Bethan Marshall: Why students are right to fear the Ucas form
Thursday 04 October 2007
At this time of year, sixth form common rooms are full of anxious-looking students clutching prospectuses and the dreaded Ucas form for university entrance. It is not surprising that they are so daunted. The average teenager has 4,000 characters in which to explain their achievements to an admissions tutor in some dim and distant university.
Some young people may have been for a look at the university and its environs, but a few hours examining the facilities, and attending the odd introductory lecture, is hardly enough preparation to write one of the most important documents of their career to date, the personal statement.
Most university tutors do understand how arduous the task is. When quizzed, they give a laugh, and say: "Do not, tell me that you like mountain climbing, or that you've got your Duke of Edinburgh award. Tell me why you're passionate about the subject you're going to study."
This, however, is to little avail. Many students, perhaps the majority, apply to study more than one subject on their Ucas form. Having carefully read the prospectuses, and been on the said open days, a student might want to do English at one place, film and literature at two others and American studies with film, at a fourth and fifth.
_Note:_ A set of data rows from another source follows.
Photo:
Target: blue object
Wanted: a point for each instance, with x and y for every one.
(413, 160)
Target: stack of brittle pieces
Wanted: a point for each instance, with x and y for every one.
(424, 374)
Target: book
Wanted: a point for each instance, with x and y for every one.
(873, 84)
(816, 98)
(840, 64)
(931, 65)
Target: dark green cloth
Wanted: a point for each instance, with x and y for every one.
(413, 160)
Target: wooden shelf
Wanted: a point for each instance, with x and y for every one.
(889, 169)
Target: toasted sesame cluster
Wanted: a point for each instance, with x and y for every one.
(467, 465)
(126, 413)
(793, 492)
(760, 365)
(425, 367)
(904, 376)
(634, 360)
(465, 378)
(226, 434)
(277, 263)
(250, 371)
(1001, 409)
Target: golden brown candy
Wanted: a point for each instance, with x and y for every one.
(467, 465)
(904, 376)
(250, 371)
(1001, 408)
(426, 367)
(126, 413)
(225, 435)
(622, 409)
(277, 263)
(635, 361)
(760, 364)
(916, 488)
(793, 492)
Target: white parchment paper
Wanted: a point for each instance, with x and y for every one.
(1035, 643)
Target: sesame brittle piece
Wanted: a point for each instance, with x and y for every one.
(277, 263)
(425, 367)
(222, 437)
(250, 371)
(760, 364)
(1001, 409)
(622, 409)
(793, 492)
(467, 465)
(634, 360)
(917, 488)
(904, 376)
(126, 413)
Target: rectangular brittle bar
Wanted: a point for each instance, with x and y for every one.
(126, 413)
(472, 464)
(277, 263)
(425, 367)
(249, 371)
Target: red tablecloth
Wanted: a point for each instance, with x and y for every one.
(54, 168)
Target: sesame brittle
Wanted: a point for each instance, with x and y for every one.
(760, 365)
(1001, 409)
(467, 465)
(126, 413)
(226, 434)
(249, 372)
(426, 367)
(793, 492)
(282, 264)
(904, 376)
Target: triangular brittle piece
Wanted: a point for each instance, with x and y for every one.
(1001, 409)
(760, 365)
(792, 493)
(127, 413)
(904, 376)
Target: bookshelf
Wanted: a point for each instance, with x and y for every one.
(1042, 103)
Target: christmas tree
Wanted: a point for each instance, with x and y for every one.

To show a love of English alone on their personal statement would be a mistake. To introduce film or American studies might be too much.
Schools and colleges must take some of the blame for young people over-emphasizing extra-curricular pursuits on the personal statement. They are keen that young people have interests that are broader than simply the academic, which can be summed up neatly in an exam certificate. They are anxious that their teenage charges be seen as the responsible citizens of the future. That is why they push them into listing their captaincy of the football team or their Young Enterprise award. Students put on fashion shows for charity, have global awareness days in the local community, and raise money for Children in Need. All this, their teachers claim, should go on the form. The question is where, and in how much detail? Too much of the personal makes the application sound anecdotal, too little makes the student sound like a drone.
And then there are the predicted grades. Most universities do not bother to read the applications of students who are expected to fall short of the requirements for the course. Teachers making the predictions would thus seem to have a considerable say in whether or not a candidate gets in.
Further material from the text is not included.